「閑坐」という禅語があります。

 

 佛教語大辞典によれば、「空虚な坐禅をすること。むだな坐禅。ただ静かにすわっているだけの坐禅」という意味が最初に出てきます。もちろん「閑」にはネガティブな意味だけでなく良い意味もありますが、問題は、「ただ静かにすわっているだけの坐禅」が「無駄で空虚な坐禅」だという点です。


 そう言うと「ただ座っているわけじゃない。数息観によって心を鎮めて、無念無想になろうとしている。」という方もいるでしょう。確かに参禅会に行くと、足の組み方、印相(手の組み方)、坐相(坐る姿勢)、目線(視線の向け方)、調息(呼吸の仕方)などと共に数息観を習います。数息観とは、呼吸を数えることで雑念を抑え、心を静める効果があるとされています。

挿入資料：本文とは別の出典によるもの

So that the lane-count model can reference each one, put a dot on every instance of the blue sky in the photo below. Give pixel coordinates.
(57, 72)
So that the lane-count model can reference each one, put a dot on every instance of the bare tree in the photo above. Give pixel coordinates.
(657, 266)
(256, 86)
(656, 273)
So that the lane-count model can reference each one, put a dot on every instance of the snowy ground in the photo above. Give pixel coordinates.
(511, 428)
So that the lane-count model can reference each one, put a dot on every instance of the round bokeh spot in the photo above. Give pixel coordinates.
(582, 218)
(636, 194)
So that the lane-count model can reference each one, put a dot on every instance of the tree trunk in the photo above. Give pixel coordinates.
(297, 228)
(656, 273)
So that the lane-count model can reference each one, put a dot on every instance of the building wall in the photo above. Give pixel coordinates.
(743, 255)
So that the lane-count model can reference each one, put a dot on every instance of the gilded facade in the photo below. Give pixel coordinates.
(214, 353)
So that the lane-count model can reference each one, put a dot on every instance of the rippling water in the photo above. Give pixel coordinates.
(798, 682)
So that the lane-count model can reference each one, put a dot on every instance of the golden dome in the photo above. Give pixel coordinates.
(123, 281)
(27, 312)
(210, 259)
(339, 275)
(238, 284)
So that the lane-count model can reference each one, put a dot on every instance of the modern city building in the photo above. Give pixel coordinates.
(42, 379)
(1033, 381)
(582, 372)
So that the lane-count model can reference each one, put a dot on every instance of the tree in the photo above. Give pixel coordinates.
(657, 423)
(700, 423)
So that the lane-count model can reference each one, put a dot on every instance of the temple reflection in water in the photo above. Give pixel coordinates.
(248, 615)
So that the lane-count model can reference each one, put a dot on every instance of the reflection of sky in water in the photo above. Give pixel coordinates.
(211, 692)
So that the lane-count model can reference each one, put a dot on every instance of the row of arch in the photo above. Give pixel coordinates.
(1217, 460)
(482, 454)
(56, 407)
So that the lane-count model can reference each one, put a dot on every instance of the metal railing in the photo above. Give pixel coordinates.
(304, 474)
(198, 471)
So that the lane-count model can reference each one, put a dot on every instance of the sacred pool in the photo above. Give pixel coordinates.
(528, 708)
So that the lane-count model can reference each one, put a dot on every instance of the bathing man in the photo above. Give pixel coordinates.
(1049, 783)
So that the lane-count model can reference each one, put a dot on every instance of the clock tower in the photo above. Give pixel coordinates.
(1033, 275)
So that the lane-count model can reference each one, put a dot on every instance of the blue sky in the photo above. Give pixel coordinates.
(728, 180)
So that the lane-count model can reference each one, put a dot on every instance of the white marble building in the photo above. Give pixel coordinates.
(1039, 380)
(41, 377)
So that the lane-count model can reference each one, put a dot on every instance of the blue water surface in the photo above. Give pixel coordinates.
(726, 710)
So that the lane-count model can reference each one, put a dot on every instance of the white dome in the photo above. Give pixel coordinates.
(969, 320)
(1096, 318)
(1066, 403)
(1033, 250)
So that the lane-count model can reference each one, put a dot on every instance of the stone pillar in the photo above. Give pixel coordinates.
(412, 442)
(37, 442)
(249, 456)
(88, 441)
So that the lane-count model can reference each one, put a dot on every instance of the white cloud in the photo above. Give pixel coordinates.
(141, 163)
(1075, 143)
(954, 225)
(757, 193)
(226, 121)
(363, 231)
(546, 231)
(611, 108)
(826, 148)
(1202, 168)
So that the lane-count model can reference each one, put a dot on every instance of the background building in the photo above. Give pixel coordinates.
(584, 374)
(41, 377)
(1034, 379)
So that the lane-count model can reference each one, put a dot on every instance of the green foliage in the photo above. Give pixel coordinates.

 ところで、空とか無と言われる境地は無念無想の延長線上にあるわけですが、頭の中を数字で埋め尽くすことは、明らかに無念無想に逆行する行為です。

 眠れないと訴える子供に母親が「羊さんを数えなさい」と言いますが、数息観は所詮羊を数えるのと大差ありません。呼吸か羊かの違いだけで、頭の中は数字で埋め尽くされます。そのうち数えくたびれてうとうとと眠くなることでしょう。

 警策好きな方ならそれでもいいかもしれません。少なくとも坐禅をしたような気にはなれます。